Unsere emotionale Steuerung
Als Säugetiere haben wir eine Emotionssteuerung, die unser ganzes Leben immer nur auf zwei wichtige emotionale Faktoren achtet.
Der erste Faktor: Bin ich sicher oder bin ich nicht sicher? Diese Steuerung bezeichne ich als das Angstsystem.

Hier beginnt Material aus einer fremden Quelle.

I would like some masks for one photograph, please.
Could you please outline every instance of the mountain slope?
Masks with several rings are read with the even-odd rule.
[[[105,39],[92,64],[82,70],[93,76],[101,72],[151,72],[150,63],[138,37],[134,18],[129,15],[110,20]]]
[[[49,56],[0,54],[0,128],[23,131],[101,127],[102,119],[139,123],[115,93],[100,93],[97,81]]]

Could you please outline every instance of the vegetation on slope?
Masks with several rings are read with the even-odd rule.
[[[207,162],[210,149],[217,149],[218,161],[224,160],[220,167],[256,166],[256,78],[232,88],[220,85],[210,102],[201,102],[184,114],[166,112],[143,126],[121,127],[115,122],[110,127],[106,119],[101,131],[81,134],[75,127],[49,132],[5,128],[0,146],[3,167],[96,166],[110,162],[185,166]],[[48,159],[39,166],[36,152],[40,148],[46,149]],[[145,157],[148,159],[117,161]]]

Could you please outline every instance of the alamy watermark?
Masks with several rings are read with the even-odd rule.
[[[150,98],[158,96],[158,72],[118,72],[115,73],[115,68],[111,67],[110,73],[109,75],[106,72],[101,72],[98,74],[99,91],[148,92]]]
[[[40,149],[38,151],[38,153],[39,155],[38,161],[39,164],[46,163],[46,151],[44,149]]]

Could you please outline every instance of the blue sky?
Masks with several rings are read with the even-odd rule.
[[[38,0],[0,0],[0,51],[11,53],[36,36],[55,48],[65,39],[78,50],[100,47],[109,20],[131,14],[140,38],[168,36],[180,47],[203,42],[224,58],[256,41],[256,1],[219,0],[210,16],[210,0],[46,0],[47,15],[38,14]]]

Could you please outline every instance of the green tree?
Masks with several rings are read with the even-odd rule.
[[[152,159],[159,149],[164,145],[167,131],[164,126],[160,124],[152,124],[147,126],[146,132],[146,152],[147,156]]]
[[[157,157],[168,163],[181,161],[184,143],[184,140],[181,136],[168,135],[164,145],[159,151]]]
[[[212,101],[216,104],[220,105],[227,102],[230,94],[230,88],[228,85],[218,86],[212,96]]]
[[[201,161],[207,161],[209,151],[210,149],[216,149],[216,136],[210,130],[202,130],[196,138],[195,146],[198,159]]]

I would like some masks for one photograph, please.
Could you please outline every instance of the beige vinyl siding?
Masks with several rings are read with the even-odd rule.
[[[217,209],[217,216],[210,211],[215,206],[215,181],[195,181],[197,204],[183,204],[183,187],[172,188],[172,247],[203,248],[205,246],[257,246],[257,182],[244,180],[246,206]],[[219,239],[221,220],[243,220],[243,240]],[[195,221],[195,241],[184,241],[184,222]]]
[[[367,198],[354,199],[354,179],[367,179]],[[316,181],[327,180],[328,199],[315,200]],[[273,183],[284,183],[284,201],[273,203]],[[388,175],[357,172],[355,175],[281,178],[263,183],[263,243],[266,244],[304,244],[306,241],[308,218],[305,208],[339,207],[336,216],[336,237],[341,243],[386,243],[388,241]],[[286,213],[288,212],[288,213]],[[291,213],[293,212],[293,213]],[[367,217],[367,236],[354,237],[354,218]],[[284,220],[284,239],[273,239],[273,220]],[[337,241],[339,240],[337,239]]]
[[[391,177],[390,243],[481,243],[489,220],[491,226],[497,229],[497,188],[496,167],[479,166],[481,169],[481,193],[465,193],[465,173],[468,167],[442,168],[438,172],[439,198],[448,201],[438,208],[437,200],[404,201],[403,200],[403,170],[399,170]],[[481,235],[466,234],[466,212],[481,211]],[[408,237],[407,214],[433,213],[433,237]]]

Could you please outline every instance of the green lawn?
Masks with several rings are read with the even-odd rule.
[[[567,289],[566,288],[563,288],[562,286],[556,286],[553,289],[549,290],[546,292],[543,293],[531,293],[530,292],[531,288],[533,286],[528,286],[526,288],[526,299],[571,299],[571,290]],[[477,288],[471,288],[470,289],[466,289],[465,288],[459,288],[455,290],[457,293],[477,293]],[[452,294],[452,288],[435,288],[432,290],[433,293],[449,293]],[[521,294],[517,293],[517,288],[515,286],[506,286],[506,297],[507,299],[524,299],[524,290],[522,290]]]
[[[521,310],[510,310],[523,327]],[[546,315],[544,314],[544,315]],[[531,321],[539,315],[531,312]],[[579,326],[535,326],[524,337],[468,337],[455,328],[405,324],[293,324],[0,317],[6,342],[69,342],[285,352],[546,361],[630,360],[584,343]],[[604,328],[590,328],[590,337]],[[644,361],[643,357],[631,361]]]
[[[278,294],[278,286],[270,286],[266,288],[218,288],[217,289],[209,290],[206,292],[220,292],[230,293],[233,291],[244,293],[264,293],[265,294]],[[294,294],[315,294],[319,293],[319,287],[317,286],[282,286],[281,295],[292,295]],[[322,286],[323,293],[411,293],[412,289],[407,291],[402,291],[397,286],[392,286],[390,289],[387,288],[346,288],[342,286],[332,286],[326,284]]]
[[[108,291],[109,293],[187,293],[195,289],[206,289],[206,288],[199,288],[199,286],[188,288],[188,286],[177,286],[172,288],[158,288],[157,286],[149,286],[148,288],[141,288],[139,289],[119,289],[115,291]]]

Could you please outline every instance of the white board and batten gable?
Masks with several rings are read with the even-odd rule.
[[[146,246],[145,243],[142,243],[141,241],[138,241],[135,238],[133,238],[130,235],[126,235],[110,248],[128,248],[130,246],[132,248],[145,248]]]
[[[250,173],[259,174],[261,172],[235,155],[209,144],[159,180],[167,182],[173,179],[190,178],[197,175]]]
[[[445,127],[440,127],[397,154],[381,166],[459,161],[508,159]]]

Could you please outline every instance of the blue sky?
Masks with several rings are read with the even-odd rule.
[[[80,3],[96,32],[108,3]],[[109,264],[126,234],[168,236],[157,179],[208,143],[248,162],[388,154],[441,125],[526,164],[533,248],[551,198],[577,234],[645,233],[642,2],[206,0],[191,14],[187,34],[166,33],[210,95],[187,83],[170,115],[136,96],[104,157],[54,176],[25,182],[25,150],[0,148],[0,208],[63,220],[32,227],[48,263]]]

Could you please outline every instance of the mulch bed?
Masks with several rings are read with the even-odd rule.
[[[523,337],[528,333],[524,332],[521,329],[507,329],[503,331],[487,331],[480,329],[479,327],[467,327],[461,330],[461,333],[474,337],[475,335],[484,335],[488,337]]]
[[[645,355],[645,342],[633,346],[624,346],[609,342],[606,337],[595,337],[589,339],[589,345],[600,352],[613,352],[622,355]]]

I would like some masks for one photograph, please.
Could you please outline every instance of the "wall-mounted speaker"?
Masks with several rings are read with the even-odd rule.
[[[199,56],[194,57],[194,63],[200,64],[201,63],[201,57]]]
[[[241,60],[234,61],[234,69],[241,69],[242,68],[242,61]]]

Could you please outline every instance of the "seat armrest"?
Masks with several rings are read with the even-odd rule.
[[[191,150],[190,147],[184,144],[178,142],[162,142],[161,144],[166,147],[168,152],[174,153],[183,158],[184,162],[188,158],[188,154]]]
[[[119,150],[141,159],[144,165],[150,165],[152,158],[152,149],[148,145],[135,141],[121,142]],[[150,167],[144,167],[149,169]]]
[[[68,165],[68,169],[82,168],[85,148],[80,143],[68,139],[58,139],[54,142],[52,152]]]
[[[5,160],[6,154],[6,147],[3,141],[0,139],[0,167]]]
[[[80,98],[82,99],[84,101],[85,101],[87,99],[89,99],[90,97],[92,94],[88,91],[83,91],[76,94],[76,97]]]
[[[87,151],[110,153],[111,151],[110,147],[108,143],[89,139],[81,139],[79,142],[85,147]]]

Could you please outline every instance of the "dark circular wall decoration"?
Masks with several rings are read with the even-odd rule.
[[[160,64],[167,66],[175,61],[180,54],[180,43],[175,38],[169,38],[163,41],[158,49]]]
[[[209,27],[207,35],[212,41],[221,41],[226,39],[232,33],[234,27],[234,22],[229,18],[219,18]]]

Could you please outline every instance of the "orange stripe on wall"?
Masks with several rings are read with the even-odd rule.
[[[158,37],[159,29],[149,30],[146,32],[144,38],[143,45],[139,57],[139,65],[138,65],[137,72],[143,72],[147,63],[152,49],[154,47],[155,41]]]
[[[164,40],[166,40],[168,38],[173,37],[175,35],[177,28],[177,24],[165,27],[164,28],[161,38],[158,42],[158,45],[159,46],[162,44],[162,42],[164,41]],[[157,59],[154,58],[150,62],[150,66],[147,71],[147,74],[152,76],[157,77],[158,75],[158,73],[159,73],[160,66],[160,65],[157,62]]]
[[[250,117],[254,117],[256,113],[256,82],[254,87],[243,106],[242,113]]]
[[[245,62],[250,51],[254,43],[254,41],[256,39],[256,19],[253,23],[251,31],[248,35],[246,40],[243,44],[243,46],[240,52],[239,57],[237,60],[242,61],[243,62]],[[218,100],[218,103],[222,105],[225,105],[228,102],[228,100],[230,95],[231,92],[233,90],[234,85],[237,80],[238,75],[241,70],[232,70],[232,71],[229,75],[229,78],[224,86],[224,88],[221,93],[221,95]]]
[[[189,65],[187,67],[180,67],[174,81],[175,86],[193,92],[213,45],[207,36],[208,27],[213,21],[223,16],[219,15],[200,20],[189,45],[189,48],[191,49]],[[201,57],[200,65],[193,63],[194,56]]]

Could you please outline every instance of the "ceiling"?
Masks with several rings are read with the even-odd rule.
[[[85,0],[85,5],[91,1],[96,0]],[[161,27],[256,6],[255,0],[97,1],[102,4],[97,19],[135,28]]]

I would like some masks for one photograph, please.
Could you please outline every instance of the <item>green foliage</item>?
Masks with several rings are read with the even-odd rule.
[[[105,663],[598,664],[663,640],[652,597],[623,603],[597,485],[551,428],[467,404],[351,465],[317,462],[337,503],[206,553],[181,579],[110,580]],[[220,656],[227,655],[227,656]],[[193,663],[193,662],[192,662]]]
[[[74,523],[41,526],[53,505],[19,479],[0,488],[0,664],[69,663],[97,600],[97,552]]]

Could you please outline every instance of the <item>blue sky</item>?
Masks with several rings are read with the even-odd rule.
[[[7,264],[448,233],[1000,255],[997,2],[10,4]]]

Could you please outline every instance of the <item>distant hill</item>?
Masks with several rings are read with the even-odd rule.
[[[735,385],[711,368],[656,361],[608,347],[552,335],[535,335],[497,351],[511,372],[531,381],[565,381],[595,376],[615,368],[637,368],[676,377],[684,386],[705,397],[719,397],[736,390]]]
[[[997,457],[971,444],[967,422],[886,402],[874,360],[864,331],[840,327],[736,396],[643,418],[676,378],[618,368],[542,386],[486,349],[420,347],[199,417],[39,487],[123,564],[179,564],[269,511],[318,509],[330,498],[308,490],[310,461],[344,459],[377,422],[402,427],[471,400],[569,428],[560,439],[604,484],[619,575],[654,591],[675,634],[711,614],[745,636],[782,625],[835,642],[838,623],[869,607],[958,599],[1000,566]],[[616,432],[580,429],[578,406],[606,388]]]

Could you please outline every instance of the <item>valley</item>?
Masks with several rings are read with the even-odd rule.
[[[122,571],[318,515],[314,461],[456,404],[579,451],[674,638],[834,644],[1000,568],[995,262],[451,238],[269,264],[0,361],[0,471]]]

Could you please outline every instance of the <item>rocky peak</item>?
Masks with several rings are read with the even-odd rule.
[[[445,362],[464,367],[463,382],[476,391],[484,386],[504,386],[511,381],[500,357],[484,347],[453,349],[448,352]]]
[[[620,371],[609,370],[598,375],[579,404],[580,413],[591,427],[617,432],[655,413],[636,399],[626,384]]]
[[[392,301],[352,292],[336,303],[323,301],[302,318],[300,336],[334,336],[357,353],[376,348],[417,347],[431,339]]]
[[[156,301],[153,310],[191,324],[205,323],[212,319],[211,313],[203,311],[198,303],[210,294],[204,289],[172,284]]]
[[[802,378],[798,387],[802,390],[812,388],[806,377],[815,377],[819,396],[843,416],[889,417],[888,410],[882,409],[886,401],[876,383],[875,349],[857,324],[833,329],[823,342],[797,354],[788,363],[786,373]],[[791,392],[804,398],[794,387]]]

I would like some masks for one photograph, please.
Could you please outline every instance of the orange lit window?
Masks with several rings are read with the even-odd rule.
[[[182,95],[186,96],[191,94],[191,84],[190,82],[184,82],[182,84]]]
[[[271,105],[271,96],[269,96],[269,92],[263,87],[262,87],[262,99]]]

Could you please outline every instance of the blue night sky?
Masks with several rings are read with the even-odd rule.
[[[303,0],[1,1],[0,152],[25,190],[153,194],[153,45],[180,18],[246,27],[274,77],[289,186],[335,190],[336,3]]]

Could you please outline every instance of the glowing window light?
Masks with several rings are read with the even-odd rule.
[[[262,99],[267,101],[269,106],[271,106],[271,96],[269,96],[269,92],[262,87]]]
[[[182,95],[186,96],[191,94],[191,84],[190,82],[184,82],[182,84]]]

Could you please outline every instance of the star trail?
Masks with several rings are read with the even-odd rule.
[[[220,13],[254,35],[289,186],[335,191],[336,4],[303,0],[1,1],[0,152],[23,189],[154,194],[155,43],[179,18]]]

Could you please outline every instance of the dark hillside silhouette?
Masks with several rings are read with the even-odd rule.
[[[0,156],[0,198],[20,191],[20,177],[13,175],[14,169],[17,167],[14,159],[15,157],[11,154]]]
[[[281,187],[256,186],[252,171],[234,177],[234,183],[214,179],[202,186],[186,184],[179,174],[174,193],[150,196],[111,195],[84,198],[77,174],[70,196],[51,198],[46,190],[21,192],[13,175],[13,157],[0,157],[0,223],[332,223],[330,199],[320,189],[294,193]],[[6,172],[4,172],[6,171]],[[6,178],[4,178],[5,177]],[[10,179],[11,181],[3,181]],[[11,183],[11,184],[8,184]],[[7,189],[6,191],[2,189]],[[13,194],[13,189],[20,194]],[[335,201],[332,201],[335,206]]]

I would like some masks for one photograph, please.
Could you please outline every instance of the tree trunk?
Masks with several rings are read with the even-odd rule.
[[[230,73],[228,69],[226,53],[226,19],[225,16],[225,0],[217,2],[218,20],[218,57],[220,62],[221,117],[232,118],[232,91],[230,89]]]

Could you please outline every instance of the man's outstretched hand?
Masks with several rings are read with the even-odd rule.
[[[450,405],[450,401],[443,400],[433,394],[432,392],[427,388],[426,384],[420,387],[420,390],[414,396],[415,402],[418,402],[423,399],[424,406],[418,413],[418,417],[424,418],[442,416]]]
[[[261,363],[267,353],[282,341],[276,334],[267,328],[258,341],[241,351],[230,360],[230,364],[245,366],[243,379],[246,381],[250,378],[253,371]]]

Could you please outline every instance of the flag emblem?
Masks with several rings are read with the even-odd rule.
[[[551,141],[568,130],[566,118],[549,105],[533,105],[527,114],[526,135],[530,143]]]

Mein emotionales Gehirn möchte mich immer vor Dingen beschützen, die mir irgendwann in meinem Leben mal Angst gemacht haben. Kaum taucht etwas auf, dass mich an etwas erinnert, was mir mal Angst gemacht hat, stellt mein emotionales Gehirn ein Gefühl ein, das den Kontakt unterbricht. Es möchte mich von dort weg bringen, da rausholen.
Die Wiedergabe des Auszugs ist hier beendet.